VMware has used the European leg of its VMworld conference to release more information about its new generation of virtual data centre products, called vSphere, which will replace its current virtual infrastructure platform.

VMware CEO Paul Maritz said that the thinking behind the restructuring was to improve the delivery of its cloud architecture. He added that the company was using virtualisation as the foundation to help turn IT into a service and make it easier to use, more flexible and more efficient.

“Too much of the effort in IT goes on the things that fundamentally don’t differentiate the business,” he said. “Most of the IT budget goes on keeping the lights on, tending to the plumbing rather than tending to the things that give competitive differentiation. Long-term, that is unsustainable.”

To that end, VMware announced a new virtual data centre operating system (VDC OS). “You can think of it as a new substrate of software that provides the foundation for an internal cloud, allowing IT to operate more like a hosting provider in the data centre, as well as the foundation for an external cloud,” Maritz said.

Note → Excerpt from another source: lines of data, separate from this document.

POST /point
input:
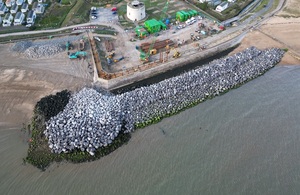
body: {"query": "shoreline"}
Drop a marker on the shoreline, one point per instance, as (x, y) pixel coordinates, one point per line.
(135, 118)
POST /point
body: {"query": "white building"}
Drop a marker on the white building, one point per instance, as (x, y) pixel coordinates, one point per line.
(30, 17)
(222, 6)
(136, 10)
(7, 20)
(20, 2)
(19, 18)
(24, 7)
(14, 9)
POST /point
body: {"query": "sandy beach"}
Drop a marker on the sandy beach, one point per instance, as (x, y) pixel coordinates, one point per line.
(21, 86)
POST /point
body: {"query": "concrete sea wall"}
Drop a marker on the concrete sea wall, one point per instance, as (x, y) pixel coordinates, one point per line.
(92, 119)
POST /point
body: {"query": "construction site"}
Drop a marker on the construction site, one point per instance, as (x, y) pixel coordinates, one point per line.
(85, 57)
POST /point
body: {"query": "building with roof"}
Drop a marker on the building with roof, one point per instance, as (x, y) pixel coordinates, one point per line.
(24, 7)
(19, 18)
(30, 17)
(136, 10)
(224, 5)
(14, 9)
(38, 8)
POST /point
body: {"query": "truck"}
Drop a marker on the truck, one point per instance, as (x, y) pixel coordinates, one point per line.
(77, 54)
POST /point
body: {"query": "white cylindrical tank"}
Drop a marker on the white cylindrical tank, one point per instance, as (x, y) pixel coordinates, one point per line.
(136, 11)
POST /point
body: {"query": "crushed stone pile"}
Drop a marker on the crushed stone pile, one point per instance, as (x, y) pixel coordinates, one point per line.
(43, 48)
(93, 119)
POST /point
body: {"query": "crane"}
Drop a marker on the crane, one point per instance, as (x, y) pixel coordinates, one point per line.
(164, 11)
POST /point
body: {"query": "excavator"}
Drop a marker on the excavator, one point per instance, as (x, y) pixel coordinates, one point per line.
(177, 54)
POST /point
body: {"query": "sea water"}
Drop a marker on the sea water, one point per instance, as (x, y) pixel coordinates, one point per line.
(246, 141)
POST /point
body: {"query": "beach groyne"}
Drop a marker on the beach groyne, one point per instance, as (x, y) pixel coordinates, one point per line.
(93, 120)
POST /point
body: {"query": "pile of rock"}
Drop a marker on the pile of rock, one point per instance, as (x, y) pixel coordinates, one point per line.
(45, 51)
(43, 48)
(92, 119)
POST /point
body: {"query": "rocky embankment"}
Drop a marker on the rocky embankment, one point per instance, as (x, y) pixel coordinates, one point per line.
(92, 120)
(43, 48)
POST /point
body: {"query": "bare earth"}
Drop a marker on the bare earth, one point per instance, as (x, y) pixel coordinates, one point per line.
(24, 81)
(281, 32)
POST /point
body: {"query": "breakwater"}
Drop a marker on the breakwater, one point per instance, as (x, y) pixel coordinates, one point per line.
(92, 120)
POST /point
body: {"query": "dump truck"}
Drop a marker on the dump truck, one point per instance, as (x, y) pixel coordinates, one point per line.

Maritz added that the infrastructure will be built on industry standard building blocks. “We will use that to support our existing applications by adding in a layer of software that allows scalability and availability through software. In other words, we take those building blocks and by adding software we are turning it into a single, giant computer,” Maritz said.

As part of this new-look strategy, VMware has revamped the management side of its offerings, the vCenter Suite. The company wants, according to Maritz, to try and move the focus of management to a different level, enabling the end-user to directly manage their environment.
     
Essentially the company will be moving management to the service level rather than the hardware level, Maritz said.

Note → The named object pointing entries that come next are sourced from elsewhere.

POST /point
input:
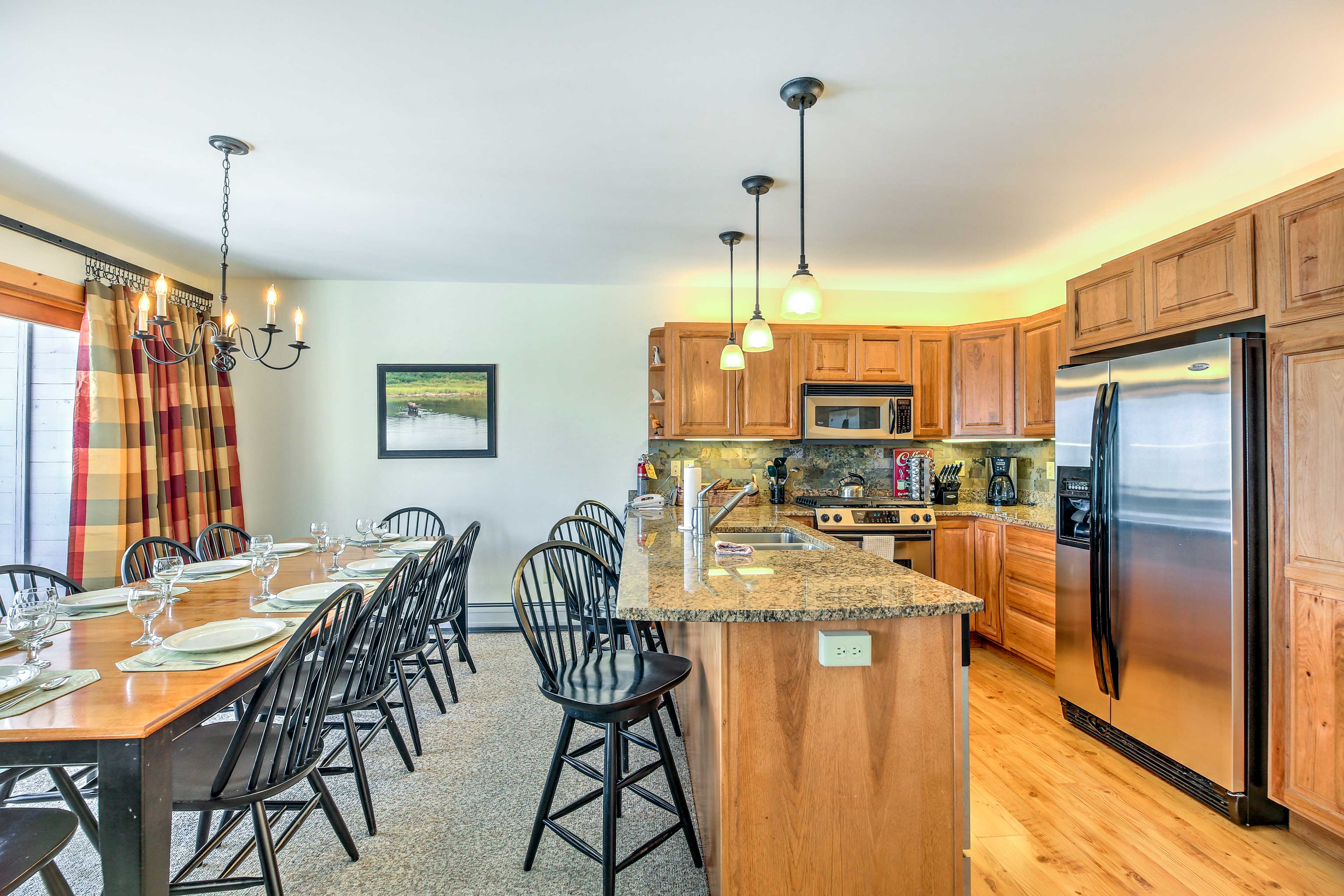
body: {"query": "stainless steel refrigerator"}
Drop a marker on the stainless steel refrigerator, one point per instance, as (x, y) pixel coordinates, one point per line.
(1162, 639)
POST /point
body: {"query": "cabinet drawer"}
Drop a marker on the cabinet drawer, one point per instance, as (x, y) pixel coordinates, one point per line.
(1031, 570)
(1033, 601)
(1030, 637)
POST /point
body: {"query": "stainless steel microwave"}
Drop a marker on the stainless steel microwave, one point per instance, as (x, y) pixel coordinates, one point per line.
(858, 412)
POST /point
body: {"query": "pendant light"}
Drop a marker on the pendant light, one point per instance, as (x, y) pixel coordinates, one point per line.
(732, 358)
(757, 336)
(803, 295)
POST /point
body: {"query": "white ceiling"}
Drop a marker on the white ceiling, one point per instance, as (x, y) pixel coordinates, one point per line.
(960, 146)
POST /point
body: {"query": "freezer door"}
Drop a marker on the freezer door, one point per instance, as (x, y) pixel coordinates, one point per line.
(1076, 672)
(1176, 556)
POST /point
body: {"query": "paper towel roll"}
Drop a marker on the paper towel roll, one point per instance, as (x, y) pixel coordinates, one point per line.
(885, 546)
(690, 489)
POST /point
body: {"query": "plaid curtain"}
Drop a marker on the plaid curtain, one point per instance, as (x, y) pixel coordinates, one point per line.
(156, 449)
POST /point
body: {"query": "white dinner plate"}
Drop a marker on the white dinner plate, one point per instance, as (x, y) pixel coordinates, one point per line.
(374, 565)
(224, 635)
(14, 678)
(91, 600)
(214, 567)
(314, 593)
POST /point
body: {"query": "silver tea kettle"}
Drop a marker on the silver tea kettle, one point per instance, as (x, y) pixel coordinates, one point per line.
(851, 487)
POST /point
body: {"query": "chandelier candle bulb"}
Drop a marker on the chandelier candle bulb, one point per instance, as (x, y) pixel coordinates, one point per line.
(162, 292)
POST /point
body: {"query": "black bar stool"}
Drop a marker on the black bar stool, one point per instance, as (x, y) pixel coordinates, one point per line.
(560, 590)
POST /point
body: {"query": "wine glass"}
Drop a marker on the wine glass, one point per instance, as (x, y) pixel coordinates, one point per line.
(381, 530)
(265, 566)
(167, 572)
(146, 605)
(338, 547)
(31, 616)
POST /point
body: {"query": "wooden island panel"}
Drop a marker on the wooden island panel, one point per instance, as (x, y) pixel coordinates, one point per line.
(815, 780)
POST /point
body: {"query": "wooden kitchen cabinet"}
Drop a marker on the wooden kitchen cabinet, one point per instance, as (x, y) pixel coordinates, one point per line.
(1303, 252)
(1041, 351)
(1105, 306)
(984, 385)
(1029, 594)
(883, 357)
(1202, 274)
(990, 578)
(931, 352)
(830, 355)
(704, 399)
(768, 390)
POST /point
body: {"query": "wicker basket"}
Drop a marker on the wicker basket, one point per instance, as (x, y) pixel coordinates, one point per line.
(720, 496)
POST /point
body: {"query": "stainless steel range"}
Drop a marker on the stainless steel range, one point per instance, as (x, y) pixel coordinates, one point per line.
(909, 524)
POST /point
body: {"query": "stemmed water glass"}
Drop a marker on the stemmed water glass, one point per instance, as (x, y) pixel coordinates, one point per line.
(338, 547)
(381, 530)
(167, 572)
(31, 616)
(146, 605)
(265, 566)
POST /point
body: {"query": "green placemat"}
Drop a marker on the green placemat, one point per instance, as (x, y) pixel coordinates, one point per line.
(178, 662)
(108, 612)
(34, 699)
(14, 645)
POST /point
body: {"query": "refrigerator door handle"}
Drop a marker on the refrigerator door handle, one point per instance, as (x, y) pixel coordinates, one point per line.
(1104, 643)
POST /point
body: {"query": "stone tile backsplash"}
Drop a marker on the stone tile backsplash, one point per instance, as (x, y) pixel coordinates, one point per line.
(819, 468)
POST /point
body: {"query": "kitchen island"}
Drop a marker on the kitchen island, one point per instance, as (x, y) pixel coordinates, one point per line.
(810, 778)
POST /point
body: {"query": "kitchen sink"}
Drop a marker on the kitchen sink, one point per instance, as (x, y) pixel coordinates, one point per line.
(773, 540)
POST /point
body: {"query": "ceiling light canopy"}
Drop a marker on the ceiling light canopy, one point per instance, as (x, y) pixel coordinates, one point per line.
(803, 296)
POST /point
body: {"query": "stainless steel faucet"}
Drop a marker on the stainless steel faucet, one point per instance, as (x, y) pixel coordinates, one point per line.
(702, 522)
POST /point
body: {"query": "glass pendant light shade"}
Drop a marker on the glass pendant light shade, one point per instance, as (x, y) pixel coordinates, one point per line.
(756, 336)
(732, 359)
(802, 299)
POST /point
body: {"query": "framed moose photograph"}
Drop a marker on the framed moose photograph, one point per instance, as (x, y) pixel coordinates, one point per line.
(436, 410)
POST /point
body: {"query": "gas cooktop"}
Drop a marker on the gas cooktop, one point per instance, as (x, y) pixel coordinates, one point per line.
(832, 500)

 “We will be providing a framework for users to have a self-service portal, so that they can come to a data centre, look at a catalogue and select the services they want, much like they would with a hosting provider,” Maritz said during his keynote presentation.

Maritz also drew attention to the fact that vSphere enables an organisation to view everything that happens in the virtualised environment.

“We can literally see every instruction, every memory reference, every packet flow that happens in that entire environment,” said Maritz. “People can see an event screen at any level of granularity. We can produce an instruction trace for the entire data centre.”

This increased visibility can not only help with de-bugging but also security and compliance functions, Maritz added, who described it as a, “Fundamentally more secure and viable infrastructure.”

VMware vSphere should start to ship later this year, Maritz said.